A1 - Expérience d’être & Choix

  • L’expérience d’être amène immanquablement le sujet à faire des choix pour s’orienter en s’auto-régulant. Que cela soit dans l’univers somatique de la sensorimotricité comme se diriger à droite ou à gauche, ou que cela soit dans l’univers du psychisme et de sa dynamique, le choix serait ainsi incontournable. Faire un choix entre A & B, c’est avoir la capacité consciente et/ou inconsciente de se référer, trier, retenir et élire ou préférer un des termes sans dénier, cliver ou projeter l’autre terme (dialectique & paradoxe). Cet autre terme pourra être investi ultérieurement suivant le contexte ou la situation événementielle. Cette expérience d’être et du choix implique un renoncement et un manque momentané du terme non investi (frustration & perte).
    • Entre aimer ou haïr nos parents, notre fratrie, une personne… le choix de l’instant contextualisé ne nous engage absolument pas pour l’éternité. Les deux termes contradictoires (dialectique) des sentiments (Amour/Haine) peuvent être investis à des moments et des époques différentes. Sinon surgit une ambivalence, celle du choix : soit le sujet est dans l'impossibilité de choisir, soit il se conforme toujours au même choix socialement acceptable et glorifiant.

A2 - Ambivalence du choix

  • L’ambivalence du choix du sujet faisant l’expérience apparaît lorsque un sentiment contradictoire surgit sur une même représentation mentale comme l’ambivalence (Amour/Haine) du père, de la mère, de la fratrie… Le caractère des affects qui se représentent prend deux aspects, deux valeurs, deux composantes différentes ou contraires élaborant des tensions et conflits générateurs d'angoisses primitives ou primaires (affects seuls sans représentations) et d'angoisses secondaires (affects + représentations symboliques).

 

A3 - Choix et contextes

  • Que cela soit à la maison ou à l’école, l’enfant n’a souvent pas son “mot à dire”. Comme il n'a pas "le droit au chapitre", il subit bien plus les injonctions “fait ceci, fait cela…” qu’il n’éprouve par lui-même ses propres dilemmes internes (ambivalences).

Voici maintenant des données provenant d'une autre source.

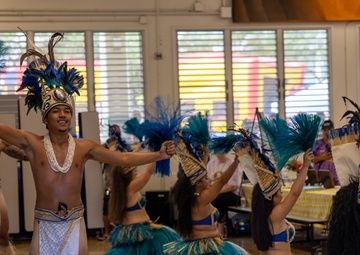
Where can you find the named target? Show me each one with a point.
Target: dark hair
(344, 221)
(261, 209)
(327, 124)
(184, 199)
(118, 197)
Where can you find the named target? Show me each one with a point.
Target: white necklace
(51, 155)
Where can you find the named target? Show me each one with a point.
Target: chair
(325, 178)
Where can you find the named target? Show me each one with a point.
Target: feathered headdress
(266, 173)
(345, 147)
(164, 120)
(49, 83)
(289, 139)
(224, 144)
(193, 166)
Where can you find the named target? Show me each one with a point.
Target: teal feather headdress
(292, 138)
(162, 123)
(49, 83)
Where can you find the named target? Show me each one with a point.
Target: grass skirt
(7, 250)
(140, 239)
(207, 246)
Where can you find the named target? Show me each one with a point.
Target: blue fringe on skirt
(208, 246)
(140, 239)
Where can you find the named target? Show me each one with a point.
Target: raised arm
(12, 151)
(208, 195)
(282, 210)
(142, 179)
(99, 153)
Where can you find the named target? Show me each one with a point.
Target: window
(10, 78)
(119, 79)
(201, 67)
(274, 71)
(118, 72)
(70, 49)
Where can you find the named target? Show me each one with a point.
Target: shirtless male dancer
(57, 159)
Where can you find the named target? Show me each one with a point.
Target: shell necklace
(51, 155)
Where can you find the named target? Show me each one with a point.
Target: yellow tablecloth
(315, 203)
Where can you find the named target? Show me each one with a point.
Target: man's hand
(167, 149)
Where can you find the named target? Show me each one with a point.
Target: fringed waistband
(48, 215)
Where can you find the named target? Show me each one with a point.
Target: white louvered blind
(201, 67)
(307, 72)
(72, 50)
(254, 73)
(119, 78)
(10, 78)
(276, 71)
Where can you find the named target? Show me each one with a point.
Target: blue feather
(224, 144)
(47, 72)
(132, 127)
(298, 136)
(161, 126)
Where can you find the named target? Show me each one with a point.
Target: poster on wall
(295, 10)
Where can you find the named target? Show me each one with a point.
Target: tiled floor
(100, 247)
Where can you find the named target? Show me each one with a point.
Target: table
(312, 207)
(308, 222)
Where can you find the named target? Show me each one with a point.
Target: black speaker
(159, 208)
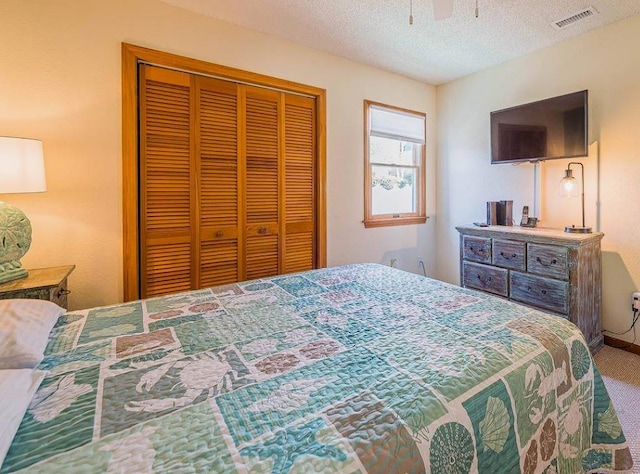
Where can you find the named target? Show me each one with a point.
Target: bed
(360, 368)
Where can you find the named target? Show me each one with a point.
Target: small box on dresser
(41, 284)
(547, 269)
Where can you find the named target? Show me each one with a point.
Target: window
(394, 166)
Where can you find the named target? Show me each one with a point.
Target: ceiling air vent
(575, 18)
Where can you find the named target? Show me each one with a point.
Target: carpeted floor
(621, 373)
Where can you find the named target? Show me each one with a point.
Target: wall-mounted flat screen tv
(542, 130)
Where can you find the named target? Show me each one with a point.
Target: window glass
(394, 166)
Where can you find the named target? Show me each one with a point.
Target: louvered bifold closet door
(262, 155)
(299, 163)
(220, 182)
(166, 244)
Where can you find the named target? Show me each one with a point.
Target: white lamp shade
(21, 166)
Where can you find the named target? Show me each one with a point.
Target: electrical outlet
(635, 301)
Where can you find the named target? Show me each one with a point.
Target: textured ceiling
(377, 32)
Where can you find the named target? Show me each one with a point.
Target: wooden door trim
(132, 56)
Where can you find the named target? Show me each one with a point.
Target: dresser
(547, 269)
(41, 284)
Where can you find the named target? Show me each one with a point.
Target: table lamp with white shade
(21, 171)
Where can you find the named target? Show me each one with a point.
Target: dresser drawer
(548, 260)
(509, 254)
(485, 278)
(58, 294)
(477, 249)
(541, 292)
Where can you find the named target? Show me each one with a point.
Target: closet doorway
(223, 174)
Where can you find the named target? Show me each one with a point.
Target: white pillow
(24, 331)
(16, 391)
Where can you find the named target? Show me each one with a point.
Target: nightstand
(41, 284)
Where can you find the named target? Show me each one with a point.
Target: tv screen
(543, 130)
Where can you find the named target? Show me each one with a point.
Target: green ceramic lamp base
(15, 240)
(12, 274)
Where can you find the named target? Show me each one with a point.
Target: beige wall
(607, 63)
(60, 82)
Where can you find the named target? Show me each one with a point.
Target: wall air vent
(575, 18)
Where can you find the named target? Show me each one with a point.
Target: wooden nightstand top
(38, 278)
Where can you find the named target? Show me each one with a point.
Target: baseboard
(620, 344)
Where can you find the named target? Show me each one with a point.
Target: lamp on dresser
(569, 188)
(21, 171)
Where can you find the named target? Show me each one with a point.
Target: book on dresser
(547, 269)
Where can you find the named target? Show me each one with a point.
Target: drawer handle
(530, 290)
(552, 262)
(478, 251)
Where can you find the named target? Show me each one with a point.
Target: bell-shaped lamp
(569, 187)
(21, 171)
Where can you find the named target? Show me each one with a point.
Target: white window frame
(415, 136)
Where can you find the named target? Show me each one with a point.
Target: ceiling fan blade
(442, 9)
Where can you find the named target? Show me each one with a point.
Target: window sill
(393, 221)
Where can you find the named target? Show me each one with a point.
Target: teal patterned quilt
(354, 369)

Tout est souvent fait à sa place : “il est si petit…”. Ainsi, il n’est pas entraîné dès son plus jeune âge à choisir lui-même entre A et B (pensée dialectique & esprit critique).
    • Il ne peut pas s’auto-réguler et ainsi apprendre. Très rapidement, il comprend et assimile qu'il est préférable de se régulariser sur une norme de la conformité (les attendus) puisque le choix est fait par un autre plus responsable que lui. Due à cette déresponsabilisation de l’enfant, la conséquence est cruciale ; cela impactera son développement psychique : son Moi. Le prix à payer se jouera à l’adolescence : la crise.